Perjuangan Santri Indonesia Telah Diakui Negara, Pemkab Pamekasan Gelar Apel Peringati HSN

Perjuangan Santri Indonesia Telah Diakui Negara, Pemkab Pamekasan Gelar Apel Peringati HSN
Bupati Pamekasan, Baddrut Tamam.

Pamekasan, KoranIndonesia.co – Pemerintah Kabupaten (Pemkab) Pamekasan, Madura, Jawa Timur bekerja sama dengan Pengurus Cabang Nahdlatul Ulama (PCNU) setempat menggelar apel bersama memperingati Hari Santri Nasional (HSN) 2021 yang bertepatan pada Jum’at, 22 Oktober 2021.

Apel tersebut berlangsung di lapangan Nagara Bhakti Mandhapa Aghung Ronggosukowati yang dipimpin langsumg oleh Bupati Pamekasan, Baddrut Tamam yang bertindak sebagai pembina apel.

Bacaan Lainnya

Dalam acara HSN itu hadir para alim ulama, organisasi kemasyarakat (ormas), baik NU, Muhammadiyah, Persis, Al Irsyad dan beberapa ormas lainnya, serta santri dari perwakilan pondok pesantren di wilayahnya.

Bupati Pamekasan, Baddrut Tamam dalam sambutannya menyampaikan, perjuangan kaum santri dan alim ulama sebelum era reformasi banyak tidak dimunculkan oleh pemerintah, meskipun telah memiliki banyak kontribusi terhadap kemerdekaan Indonesia.
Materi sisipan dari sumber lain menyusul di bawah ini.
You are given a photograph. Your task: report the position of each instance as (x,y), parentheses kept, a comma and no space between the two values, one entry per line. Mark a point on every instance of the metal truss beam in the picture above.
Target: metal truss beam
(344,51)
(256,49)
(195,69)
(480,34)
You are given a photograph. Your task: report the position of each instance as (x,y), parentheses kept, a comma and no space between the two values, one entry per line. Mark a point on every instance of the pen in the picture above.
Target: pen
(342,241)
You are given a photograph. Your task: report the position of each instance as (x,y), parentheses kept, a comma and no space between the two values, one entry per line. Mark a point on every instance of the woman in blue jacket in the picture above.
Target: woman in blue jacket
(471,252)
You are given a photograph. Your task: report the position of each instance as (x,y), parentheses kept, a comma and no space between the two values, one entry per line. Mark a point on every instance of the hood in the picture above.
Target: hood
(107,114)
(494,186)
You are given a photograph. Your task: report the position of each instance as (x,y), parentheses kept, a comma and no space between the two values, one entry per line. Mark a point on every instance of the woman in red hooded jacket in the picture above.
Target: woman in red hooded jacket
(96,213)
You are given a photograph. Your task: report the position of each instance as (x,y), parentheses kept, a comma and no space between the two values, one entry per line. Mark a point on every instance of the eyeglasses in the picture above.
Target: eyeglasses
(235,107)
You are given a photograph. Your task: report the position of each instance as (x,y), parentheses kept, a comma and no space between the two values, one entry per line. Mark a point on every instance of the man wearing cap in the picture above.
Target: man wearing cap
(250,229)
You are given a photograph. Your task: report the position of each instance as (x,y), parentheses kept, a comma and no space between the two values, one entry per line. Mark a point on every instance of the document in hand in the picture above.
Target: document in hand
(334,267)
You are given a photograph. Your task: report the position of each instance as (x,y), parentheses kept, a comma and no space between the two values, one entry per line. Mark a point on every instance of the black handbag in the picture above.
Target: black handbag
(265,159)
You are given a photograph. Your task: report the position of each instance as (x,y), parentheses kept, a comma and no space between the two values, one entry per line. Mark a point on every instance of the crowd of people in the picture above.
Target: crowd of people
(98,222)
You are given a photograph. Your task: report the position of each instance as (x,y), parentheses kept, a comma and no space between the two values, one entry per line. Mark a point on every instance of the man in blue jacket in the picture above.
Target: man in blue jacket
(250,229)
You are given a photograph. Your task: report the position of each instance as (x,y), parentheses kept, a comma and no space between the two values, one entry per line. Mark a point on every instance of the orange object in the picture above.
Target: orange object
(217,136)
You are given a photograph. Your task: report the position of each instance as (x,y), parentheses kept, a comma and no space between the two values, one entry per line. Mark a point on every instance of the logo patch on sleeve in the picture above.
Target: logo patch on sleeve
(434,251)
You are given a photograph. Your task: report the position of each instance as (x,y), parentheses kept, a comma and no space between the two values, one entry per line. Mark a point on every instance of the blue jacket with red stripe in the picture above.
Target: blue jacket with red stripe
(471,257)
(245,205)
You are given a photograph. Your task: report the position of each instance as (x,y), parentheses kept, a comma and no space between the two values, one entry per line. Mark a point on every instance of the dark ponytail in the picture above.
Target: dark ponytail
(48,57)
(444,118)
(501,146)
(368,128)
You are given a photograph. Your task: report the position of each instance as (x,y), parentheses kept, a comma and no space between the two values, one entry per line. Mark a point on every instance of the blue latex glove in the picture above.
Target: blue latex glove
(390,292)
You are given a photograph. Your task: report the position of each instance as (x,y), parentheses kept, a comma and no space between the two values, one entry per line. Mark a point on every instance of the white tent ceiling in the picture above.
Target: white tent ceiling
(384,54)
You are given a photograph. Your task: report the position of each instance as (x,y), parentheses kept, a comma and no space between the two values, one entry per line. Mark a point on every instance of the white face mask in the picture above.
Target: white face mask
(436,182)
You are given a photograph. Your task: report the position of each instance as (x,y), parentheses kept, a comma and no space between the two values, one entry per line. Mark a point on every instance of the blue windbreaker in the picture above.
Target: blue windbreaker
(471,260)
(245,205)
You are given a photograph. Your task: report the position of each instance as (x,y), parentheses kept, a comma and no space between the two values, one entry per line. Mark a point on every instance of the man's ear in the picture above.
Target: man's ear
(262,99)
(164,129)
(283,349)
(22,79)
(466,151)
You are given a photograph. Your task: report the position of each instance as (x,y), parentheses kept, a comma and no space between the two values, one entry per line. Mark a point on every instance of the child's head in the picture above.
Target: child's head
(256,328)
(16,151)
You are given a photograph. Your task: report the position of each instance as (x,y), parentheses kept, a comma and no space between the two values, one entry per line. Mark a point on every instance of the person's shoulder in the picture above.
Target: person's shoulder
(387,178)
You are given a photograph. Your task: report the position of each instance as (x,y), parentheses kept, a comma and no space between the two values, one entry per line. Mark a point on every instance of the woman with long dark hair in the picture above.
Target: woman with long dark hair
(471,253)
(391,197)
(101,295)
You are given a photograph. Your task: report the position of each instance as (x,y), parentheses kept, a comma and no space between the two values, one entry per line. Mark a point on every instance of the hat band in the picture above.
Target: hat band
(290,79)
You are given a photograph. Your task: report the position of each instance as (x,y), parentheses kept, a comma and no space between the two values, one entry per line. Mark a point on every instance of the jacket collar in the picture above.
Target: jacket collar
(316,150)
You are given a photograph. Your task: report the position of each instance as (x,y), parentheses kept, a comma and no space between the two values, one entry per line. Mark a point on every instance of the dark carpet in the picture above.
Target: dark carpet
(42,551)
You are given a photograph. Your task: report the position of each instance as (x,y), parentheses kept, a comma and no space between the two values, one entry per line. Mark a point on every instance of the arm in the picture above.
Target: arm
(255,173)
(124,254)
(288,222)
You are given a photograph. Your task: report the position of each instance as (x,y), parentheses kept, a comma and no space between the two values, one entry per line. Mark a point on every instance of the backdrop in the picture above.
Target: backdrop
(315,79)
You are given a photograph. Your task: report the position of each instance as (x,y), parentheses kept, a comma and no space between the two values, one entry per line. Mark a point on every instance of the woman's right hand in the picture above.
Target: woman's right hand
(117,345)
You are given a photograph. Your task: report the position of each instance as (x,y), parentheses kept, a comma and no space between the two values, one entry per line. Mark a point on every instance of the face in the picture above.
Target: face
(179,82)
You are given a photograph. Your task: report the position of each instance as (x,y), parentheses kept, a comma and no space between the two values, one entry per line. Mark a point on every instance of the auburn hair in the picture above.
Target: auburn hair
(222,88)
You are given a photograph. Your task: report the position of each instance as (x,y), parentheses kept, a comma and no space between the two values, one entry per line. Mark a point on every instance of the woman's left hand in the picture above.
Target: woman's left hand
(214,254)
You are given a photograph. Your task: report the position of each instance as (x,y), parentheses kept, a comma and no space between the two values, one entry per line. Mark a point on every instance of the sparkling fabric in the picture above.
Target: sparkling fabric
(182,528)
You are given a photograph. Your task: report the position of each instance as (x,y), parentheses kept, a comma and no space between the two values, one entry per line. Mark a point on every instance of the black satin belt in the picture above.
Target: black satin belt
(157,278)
Resolusi jihad yang dikumandangkan oleh KH. Hasyim Asy’ari beserta para ulama di Jawa dan Madura di bawah naungan Nahdlatul Ulama tidak diakui oleh negara. Namun, Presiden Joko Widodo pada tahun 2014 akhirnya menetapkan tanggal 22 Oktober sebagai hari santri nasional setelah mendapat masukan dan gagasan dari para ulama, terutama di Jawa Timur.

“Hari ini kita rasakan bersama selama enam tahun terakhir, mulai tahun 2015. Santri di Indonesia diakui oleh negara atas perjuangannya ikut bagian dari memerdekakan Indonesia,” ungkapnya.

Menurutnya, penetapan hari santri nasional yang dirayakan setiap tahun di lingkungan pemerintah kabupaten dan pondok pesantren telah dirasakan bersama bahwa santri mempunyai kontribusi besar dalam berdirinya negara kesatuan republik Indonesia (NKRI).

“Hari ini, nikmat legitimasi dari negara sudah kita rasakan. Enam tahun yang lalu kita berjuang bersama untuk mendapatkan pengakuan legitimasi hari santri. Karenanya, syukur sedalam dalamnya atas ikhtiar pengakuan dari pemerintah kepada santri dan perjuangan resolusi jihad,” tandasnya.

Bupati yang akrab disapa Mas Tamam tersebut mengajak kepada para santri agar mengisi hari santri dan aktifitas kesehariannya dengan kegiatan yang bermakna untuk kemajuan bangsa dan negara.

“Hari ini tinggal kemudian tugas utama kita adalah mengisi kehidupan alam demokrasi dan kebebasan ini dengan sesuatu yang bermakna bagi kita, pesantren, bangsa dan bagi negara,” paparnya.